Thanks To The Lonely Island Wack Is Back
“The stuff that doesn’t make it is so asinine.” The Lonely Island are renowned for their ridiculous R&B and rap-infused comedy skits that surfaced on the internet before YouTube was a household world. The videos catapulted quickly rose to fame after a member of the Berkeley-bred trio, Andy Samberg, brought their madcap music videos to Saturday Night Live. With topics that range from sex with a friend’s mother to living it up on a “mother***ing” boat, it’s hard to imagine any song topic being sillier than it already is, but the boys from The Lonely Island explained in an interview that some stuff is just “not good enough” to put out.
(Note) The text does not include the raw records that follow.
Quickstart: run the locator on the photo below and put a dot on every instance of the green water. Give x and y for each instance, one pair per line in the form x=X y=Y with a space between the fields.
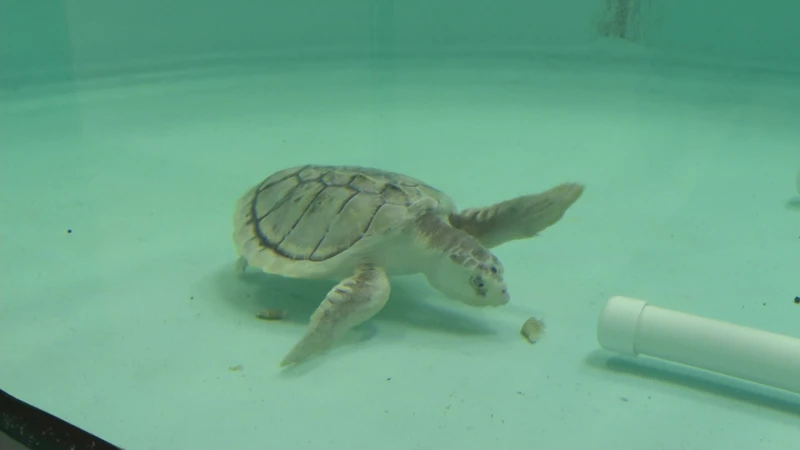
x=128 y=132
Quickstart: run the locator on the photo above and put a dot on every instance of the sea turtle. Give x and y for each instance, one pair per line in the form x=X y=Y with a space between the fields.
x=360 y=225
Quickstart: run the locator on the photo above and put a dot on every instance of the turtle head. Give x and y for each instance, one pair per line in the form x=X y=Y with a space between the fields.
x=474 y=278
x=461 y=267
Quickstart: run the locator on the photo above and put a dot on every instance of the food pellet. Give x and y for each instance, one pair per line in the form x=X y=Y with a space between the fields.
x=532 y=329
x=271 y=314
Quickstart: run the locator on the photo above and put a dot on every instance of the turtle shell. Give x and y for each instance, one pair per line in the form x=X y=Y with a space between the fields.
x=314 y=214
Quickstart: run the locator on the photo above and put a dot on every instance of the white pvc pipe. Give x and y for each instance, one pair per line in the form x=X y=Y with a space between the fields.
x=633 y=327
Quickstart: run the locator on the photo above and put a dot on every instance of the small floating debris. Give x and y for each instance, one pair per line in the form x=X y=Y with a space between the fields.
x=532 y=329
x=271 y=314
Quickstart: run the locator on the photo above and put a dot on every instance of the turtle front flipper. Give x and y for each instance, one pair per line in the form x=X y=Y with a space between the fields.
x=351 y=302
x=519 y=218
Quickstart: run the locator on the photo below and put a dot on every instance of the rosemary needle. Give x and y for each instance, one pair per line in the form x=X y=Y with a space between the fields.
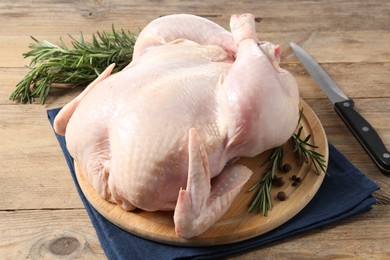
x=77 y=65
x=261 y=200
One attempt they deem as a failure interlocked Zion from The Matrix, reggae music, and the Rastafarian concept of Zion. “All the lines are like ‘Agent Smith is ever looming,’” says the group, humorously bashing their brief adventure into “dread-locked” multiculturalism. “It toes the line.”
But The Lonely Island definitely don’t toe the line. The Wack Album, released today, features cameos from big name mainstream stars like Justin Timberlake, Lady Gaga, and Adam Levine, but also songs with topics too scandalous for radio entitled “3-Way (The Golden Rule),” “Spring Break Anthem,” and “I F***ed Me Aunt.”
Jorma Taccone jokes that his uncle recently texted him “So, should I be worried?” Taccone assured his uncle that he was talking about “a different aunt,” but Samberg couldn’t help but to jokingly provoke the situation, saying “on the record” that “Jorm’s aunt is super hot.”
The 30-something dudes from The Lonely Island have known each other since junior high and their art seems like the perfect collaboration of grown-up comedic timing and unfettered adolescent antics. Akiva Schaffer rounds out this reciprocal repartee that can really only be experienced between old friends. When they first started making comedy songs, it was in the prehistoric internet days. Connections were too slow for sites like YouTube and the art of music videos was dying out. Despite this cultural kickback, The Lonely Island persevered with making videos although they’d elongate them to make them acceptable for formats like television.
When asked why they stubbornly kept making videos, Samberg sarcastically replied, “You could almost say we were drilling for oil in an empty field. We just had this sixth sense that there would be this bastion of oil called YouTube.”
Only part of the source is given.